Zwei Minuten später jubelte die SGE schon wieder: Erneut legte Götze für Kolo Muani auf. Rechts wurde der schnelle Franzose in die Tiefe geschickt. Weil Lennart Grill zu weit aus seinem Tor rückte, konnte Kolo Muani den Keeper mit einem Heber aus spitzem Winkel zum 2:0 überwinden (13.). Die Eintracht agierte wie im Offensiv-Rausch, in der 15. Minute hatte Rafael Borre die nächste Chance, sein Vorlagengeber Kolo Muani stand zuvor aber im Abseits. Der Kolumbianer traf wenig später nach Assist von Aurelio Buta, doch Borre stand beim Zuspiel knapp im Abseits (20.). Borre war es dann auch, der auf Flanke von Philipp Max hin aus kurzer Distanz die Querlatte traf (28.). Union kam in der ersten halben Stunde gar nicht mit dem Frankfurter Tempo und der damit verbundenen Zielstrebigkeit klar.

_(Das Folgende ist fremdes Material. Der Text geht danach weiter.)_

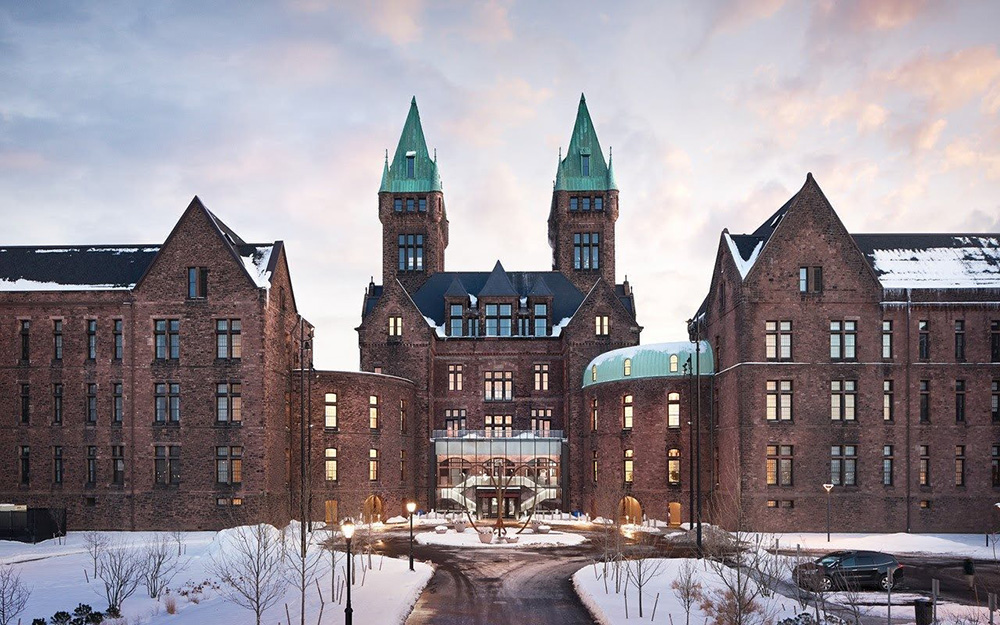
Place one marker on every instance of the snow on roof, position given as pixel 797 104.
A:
pixel 256 260
pixel 966 262
pixel 743 264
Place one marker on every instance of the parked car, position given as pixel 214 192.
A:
pixel 849 569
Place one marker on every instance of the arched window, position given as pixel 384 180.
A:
pixel 674 466
pixel 673 410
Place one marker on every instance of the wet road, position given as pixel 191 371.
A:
pixel 499 586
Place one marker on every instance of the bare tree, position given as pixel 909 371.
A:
pixel 96 544
pixel 13 595
pixel 160 565
pixel 687 588
pixel 120 567
pixel 250 564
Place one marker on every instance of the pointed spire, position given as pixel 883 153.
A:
pixel 412 169
pixel 584 168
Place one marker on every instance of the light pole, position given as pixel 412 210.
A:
pixel 411 507
pixel 348 529
pixel 828 488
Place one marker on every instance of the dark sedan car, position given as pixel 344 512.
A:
pixel 849 570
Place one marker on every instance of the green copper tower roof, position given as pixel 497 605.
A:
pixel 412 169
pixel 584 168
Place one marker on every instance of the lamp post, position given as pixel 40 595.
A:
pixel 348 529
pixel 411 507
pixel 828 488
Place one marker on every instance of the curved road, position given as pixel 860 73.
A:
pixel 498 586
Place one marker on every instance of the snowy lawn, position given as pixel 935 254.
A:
pixel 384 593
pixel 527 538
pixel 608 608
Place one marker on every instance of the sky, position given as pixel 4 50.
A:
pixel 113 115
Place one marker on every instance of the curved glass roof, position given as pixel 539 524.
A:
pixel 657 360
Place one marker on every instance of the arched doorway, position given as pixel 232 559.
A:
pixel 674 510
pixel 629 510
pixel 371 510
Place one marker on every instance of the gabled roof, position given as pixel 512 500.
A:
pixel 583 142
pixel 395 177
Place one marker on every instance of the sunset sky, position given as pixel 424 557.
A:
pixel 113 115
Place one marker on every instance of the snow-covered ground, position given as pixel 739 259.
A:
pixel 958 545
pixel 385 593
pixel 469 538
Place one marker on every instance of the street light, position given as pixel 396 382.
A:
pixel 828 488
pixel 348 529
pixel 411 507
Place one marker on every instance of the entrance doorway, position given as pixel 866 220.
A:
pixel 629 510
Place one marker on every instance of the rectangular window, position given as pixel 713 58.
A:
pixel 373 465
pixel 601 325
pixel 888 405
pixel 454 422
pixel 411 252
pixel 57 404
pixel 959 465
pixel 228 338
pixel 167 465
pixel 674 410
pixel 541 320
pixel 924 341
pixel 167 334
pixel 395 325
pixel 959 401
pixel 197 282
pixel 454 377
pixel 843 338
pixel 500 426
pixel 779 400
pixel 887 460
pixel 91 404
pixel 57 465
pixel 25 464
pixel 118 464
pixel 330 411
pixel 924 475
pixel 810 279
pixel 330 464
pixel 778 340
pixel 844 465
pixel 228 465
pixel 925 401
pixel 228 402
pixel 91 339
pixel 57 339
pixel 586 250
pixel 541 421
pixel 116 330
pixel 455 320
pixel 373 422
pixel 498 385
pixel 843 399
pixel 25 341
pixel 541 377
pixel 25 404
pixel 91 465
pixel 167 397
pixel 779 465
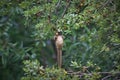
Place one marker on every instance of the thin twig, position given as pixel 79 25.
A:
pixel 66 8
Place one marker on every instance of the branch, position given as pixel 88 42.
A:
pixel 66 8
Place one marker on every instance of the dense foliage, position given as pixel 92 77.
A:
pixel 91 30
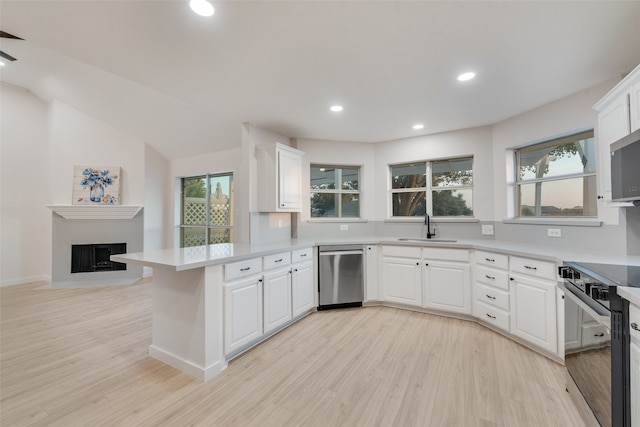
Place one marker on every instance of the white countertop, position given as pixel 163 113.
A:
pixel 202 256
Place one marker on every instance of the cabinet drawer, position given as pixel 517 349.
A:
pixel 276 260
pixel 533 267
pixel 493 260
pixel 492 296
pixel 401 251
pixel 238 269
pixel 301 255
pixel 493 277
pixel 491 315
pixel 446 254
pixel 634 317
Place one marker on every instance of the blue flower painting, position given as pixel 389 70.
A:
pixel 96 185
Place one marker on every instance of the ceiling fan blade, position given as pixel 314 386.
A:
pixel 7 56
pixel 9 36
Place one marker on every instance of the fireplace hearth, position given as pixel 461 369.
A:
pixel 93 258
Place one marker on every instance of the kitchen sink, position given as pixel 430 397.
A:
pixel 411 239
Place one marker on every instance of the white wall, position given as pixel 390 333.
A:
pixel 25 223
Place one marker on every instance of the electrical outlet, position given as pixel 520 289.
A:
pixel 487 230
pixel 554 232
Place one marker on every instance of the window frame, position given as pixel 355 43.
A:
pixel 338 192
pixel 208 226
pixel 518 182
pixel 429 188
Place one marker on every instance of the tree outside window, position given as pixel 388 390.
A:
pixel 442 188
pixel 557 178
pixel 206 210
pixel 335 191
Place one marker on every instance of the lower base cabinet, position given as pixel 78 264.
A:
pixel 302 288
pixel 242 312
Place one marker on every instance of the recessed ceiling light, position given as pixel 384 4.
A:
pixel 466 76
pixel 201 7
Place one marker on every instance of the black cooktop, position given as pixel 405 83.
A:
pixel 610 274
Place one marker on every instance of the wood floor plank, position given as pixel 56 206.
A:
pixel 79 357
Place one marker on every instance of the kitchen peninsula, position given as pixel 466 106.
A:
pixel 194 289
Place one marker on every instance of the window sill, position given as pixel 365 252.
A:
pixel 341 220
pixel 567 222
pixel 431 219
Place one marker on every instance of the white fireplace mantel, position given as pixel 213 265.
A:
pixel 96 212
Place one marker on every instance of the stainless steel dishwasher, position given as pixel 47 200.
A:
pixel 340 276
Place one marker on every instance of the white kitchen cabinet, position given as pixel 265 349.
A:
pixel 491 296
pixel 447 286
pixel 371 273
pixel 533 302
pixel 280 183
pixel 618 116
pixel 402 280
pixel 634 363
pixel 242 312
pixel 302 289
pixel 277 298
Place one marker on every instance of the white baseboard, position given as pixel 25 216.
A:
pixel 203 374
pixel 24 280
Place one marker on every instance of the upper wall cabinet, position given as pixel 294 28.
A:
pixel 618 116
pixel 280 178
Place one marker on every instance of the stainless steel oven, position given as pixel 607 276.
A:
pixel 597 337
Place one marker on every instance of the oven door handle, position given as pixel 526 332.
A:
pixel 601 315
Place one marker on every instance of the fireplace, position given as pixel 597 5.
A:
pixel 96 257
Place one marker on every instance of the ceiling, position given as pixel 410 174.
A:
pixel 184 83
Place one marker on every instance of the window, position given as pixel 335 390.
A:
pixel 441 188
pixel 557 178
pixel 335 191
pixel 207 206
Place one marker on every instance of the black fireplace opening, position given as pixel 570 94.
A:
pixel 95 257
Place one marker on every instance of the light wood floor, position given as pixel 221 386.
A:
pixel 78 357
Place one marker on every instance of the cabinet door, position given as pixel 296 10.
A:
pixel 242 312
pixel 402 281
pixel 447 286
pixel 289 180
pixel 533 316
pixel 635 384
pixel 302 297
pixel 277 299
pixel 634 106
pixel 371 277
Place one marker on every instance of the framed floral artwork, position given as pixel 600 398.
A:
pixel 96 185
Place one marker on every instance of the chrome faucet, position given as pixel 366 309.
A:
pixel 428 224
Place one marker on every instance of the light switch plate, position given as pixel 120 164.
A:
pixel 487 230
pixel 554 232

Randal Kolo Muani trifft innerhalb von zwei Minuten zwei Mal für die SGE - IMAGO/Jan Huebner/IMAGO/Jan Huebner
Zu wenig Zielstrebigkeit und Präzision bei Union
Union musste im zweiten Durchgang etwas verändern, zur Halbzeit gab es gleich drei Wechsel: Sven Michel, Morten Thorsby und Paul Jaeckel kamen für Janik Haberer, Paul Seguin und Diogo Leite. Joker Michel fügte sich auch schnell ein, versuchte es mit einem Distanzschuss (49.). Union agierte im zweiten Durchgang griffiger, gewann mehr Zweikämpfe und spielte sich ein ums andere Mal ansehnlich nach vorne. Die Präzision im Angriffsdrittel ging den Köpenickern allerdings ab. Richtig gefährlich wurden die Gäste nicht, einem Distanzschuss von Sheraldo Becker mangelte es an Schärfe (54.), ein direkter Freistoß von Josip Juranovic aus 20 Metern ging gut einen Meter rechts drüber (77.). Die beste Möglichkeit bot sich Einwechselspieler Jamie Leweling, der aus kurzer Distanz aber am starken Kevin Trapp scheiterte (86.).

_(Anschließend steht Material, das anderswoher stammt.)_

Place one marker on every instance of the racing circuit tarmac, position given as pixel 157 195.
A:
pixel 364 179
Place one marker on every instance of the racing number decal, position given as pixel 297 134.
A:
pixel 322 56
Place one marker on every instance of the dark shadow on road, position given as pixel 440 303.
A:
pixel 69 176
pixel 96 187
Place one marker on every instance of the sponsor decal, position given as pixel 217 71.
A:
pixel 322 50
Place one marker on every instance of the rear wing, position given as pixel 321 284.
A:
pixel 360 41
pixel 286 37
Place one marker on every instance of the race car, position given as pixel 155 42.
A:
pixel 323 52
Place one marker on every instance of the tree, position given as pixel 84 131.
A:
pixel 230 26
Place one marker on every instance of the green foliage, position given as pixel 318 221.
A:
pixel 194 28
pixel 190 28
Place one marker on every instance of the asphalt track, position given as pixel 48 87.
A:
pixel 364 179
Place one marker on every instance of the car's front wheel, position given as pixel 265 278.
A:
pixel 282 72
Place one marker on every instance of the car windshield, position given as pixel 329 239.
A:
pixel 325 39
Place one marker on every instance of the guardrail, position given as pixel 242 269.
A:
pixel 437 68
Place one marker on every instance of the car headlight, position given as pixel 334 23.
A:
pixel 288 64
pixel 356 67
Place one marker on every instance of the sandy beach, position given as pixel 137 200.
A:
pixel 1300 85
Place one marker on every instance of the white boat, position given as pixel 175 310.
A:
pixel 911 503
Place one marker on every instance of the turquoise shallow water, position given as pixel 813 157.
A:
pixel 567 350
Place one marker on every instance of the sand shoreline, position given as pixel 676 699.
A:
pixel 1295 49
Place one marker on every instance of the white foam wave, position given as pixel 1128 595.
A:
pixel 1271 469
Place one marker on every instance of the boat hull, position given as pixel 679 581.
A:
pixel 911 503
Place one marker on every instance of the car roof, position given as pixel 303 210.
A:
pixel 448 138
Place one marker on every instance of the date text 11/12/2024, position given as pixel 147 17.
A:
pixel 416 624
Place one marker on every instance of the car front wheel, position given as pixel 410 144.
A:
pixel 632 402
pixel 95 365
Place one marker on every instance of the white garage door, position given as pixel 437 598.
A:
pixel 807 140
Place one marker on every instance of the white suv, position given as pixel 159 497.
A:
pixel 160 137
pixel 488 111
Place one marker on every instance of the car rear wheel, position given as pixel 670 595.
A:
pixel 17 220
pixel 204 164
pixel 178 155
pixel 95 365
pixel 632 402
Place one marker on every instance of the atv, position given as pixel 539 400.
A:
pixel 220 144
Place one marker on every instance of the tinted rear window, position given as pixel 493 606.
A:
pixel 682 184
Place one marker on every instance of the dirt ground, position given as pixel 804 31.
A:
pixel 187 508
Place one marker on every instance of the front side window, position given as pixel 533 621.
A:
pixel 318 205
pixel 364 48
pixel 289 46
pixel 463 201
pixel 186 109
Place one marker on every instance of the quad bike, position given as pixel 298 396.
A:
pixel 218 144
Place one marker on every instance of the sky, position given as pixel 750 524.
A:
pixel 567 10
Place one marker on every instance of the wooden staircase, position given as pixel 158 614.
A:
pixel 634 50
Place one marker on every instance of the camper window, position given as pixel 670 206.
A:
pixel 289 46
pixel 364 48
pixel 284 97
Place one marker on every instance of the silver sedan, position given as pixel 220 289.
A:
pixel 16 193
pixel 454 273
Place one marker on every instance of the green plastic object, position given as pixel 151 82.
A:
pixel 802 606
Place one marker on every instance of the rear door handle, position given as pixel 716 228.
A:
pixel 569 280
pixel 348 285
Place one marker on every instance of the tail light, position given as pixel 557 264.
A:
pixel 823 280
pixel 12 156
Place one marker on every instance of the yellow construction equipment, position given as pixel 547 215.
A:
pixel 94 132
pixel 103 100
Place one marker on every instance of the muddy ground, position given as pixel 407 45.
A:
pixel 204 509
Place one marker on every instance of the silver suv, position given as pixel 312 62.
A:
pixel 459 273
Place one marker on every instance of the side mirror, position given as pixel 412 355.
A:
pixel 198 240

Ein Treffer gelang den nicht aufgebenden Berlinern nicht mehr. Den Frankfurtern gelang die Revanche für die Niederlage am 25. Spieltag der Bundesliga: Vor knapp drei Wochen siegten noch die "Eisernen" mit 2:0.
Fazit
Frankfurt bot eine überragende erste Halbzeit, hätte mehr als zwei Treffer erzielen können. Union kam besser aus der Kabine, aber Präzision und Zielstrebigkeit fehlten im Angriffsdrittel. Nur eine richtige Chance bot sich den Köpenickern, doch SGE-Keeper Trapp reagierte stark und hielt die Null fest. Ein verdienter Halbfinal-Einzug für die Frankfurter.
Spielende
Vier Minuten extra
Was geht hier noch für den FCU? Sie halten das Tempo weiterhin hoch.
Powerplay
Die Berliner schnüren die SGE aktuell ein. Große Gefahr geht aber noch nicht von den Gästen aus.
Leweling!
Der deutsche U21-Nationalspieler wird von Jordan in den Strafraum geschickt und behauptet sich dort. Den Schuss des Angreifers pariert Trapp aus kurzer Distanz aber stark.

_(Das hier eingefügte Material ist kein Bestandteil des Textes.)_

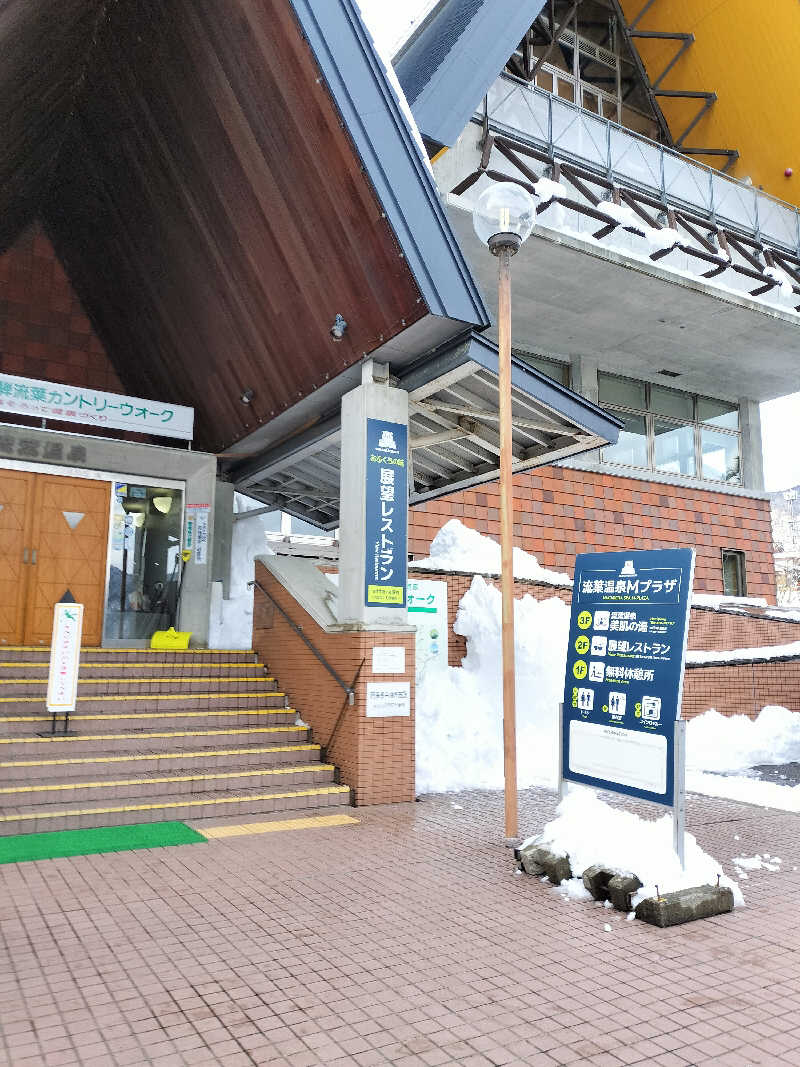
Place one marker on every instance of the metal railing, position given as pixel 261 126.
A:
pixel 564 130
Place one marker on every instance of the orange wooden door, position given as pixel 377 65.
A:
pixel 16 512
pixel 69 539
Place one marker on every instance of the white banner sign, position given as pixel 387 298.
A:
pixel 74 403
pixel 65 650
pixel 385 700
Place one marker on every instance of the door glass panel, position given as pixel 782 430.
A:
pixel 144 561
pixel 674 447
pixel 632 447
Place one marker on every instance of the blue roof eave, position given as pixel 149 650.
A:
pixel 370 110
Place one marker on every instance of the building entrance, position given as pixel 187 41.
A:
pixel 53 537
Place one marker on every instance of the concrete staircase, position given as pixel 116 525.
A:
pixel 155 736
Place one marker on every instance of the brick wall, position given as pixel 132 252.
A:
pixel 560 512
pixel 741 688
pixel 708 630
pixel 374 755
pixel 44 332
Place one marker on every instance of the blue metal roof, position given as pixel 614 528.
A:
pixel 369 108
pixel 451 59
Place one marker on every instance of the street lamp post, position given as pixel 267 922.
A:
pixel 504 218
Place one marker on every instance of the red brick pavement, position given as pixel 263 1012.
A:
pixel 405 940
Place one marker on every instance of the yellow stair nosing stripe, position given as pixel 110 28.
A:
pixel 253 750
pixel 244 773
pixel 142 736
pixel 321 791
pixel 158 696
pixel 132 681
pixel 152 715
pixel 310 822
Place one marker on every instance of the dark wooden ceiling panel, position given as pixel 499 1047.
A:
pixel 213 217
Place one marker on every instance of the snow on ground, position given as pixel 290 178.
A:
pixel 589 831
pixel 459 721
pixel 458 547
pixel 232 626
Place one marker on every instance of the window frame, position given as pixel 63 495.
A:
pixel 650 417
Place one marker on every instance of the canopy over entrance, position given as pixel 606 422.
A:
pixel 453 434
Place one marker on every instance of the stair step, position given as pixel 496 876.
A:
pixel 22 653
pixel 162 808
pixel 98 743
pixel 80 791
pixel 21 726
pixel 91 669
pixel 140 686
pixel 137 764
pixel 155 701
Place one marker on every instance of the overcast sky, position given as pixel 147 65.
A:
pixel 389 24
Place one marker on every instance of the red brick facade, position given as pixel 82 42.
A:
pixel 374 755
pixel 561 511
pixel 44 332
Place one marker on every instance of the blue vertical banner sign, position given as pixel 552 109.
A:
pixel 625 669
pixel 386 513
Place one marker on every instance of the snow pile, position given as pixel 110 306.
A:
pixel 590 831
pixel 735 743
pixel 459 711
pixel 757 862
pixel 232 627
pixel 763 653
pixel 458 547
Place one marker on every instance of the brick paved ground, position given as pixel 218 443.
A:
pixel 404 940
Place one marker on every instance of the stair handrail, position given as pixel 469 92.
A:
pixel 299 631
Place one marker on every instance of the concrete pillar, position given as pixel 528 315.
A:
pixel 373 516
pixel 752 460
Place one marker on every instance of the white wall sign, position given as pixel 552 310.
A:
pixel 66 403
pixel 388 661
pixel 65 650
pixel 428 611
pixel 388 699
pixel 197 524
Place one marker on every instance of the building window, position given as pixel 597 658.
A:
pixel 734 583
pixel 559 371
pixel 672 431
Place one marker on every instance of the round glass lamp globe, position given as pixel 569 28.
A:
pixel 504 208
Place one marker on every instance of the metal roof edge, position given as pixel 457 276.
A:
pixel 456 74
pixel 370 111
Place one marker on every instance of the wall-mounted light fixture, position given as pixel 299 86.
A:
pixel 337 330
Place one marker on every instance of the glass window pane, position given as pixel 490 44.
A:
pixel 557 370
pixel 624 391
pixel 632 448
pixel 674 447
pixel 671 402
pixel 718 412
pixel 720 456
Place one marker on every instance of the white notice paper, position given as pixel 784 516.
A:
pixel 388 661
pixel 387 699
pixel 626 757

Kolo Muani arbeitet unermüdlich
Der schnelle Franzose wird immer wieder von seinen Mitspielern gesucht und sorgt mit seinen Dribblings auf der rechten Seite für ordentlich Zeitgewinn.
Entlastung
Mit eigenen langen Bällen sorgen die Hessen nun für ein wenig Luft zum Durchschnaufen.
Knapp drüber
Juranovic schießt aus 20 Metern einen Freistoß direkt aufs Tor der SGE. Der Ball geht allerdings rechts über den Querbalken.
Der letzte Wechsel
Die fünfte und letzte Wechseloption der Köpenicker wurde soeben gezogen.
Viele Flanken
Zahlreiche hohe Bälle fliegen aktuell in den Strafraum der SGE. Allerdings kommen diese meist nicht bei den Mitspielern an, weil die SGE per Kopf klärt oder Trapp den Ball aus der Luft fischt.
Union wird aktiver
Michel und Becker versuchen einen Doppelpass im Strafraum der Hessen. Der Absatzkick vom Stürmer aus Suriname wird aber von der SGE zum Einwurf geklärt.
Glasner reagiert
Kamada macht sich für eine Einwechslung bereit.
Griffige Köpenicker
Union gewann bislang insgesamt 59 Prozent der direkten Duelle. In der zweiten Halbzeit sind es sogar 64 Prozent.
Gefährliches Spiel
Aktuell agieren die Hausherren recht souverän. Sie lassen Union aber immer mehr ins Spiel kommen. Noch wurde das nicht bestraft.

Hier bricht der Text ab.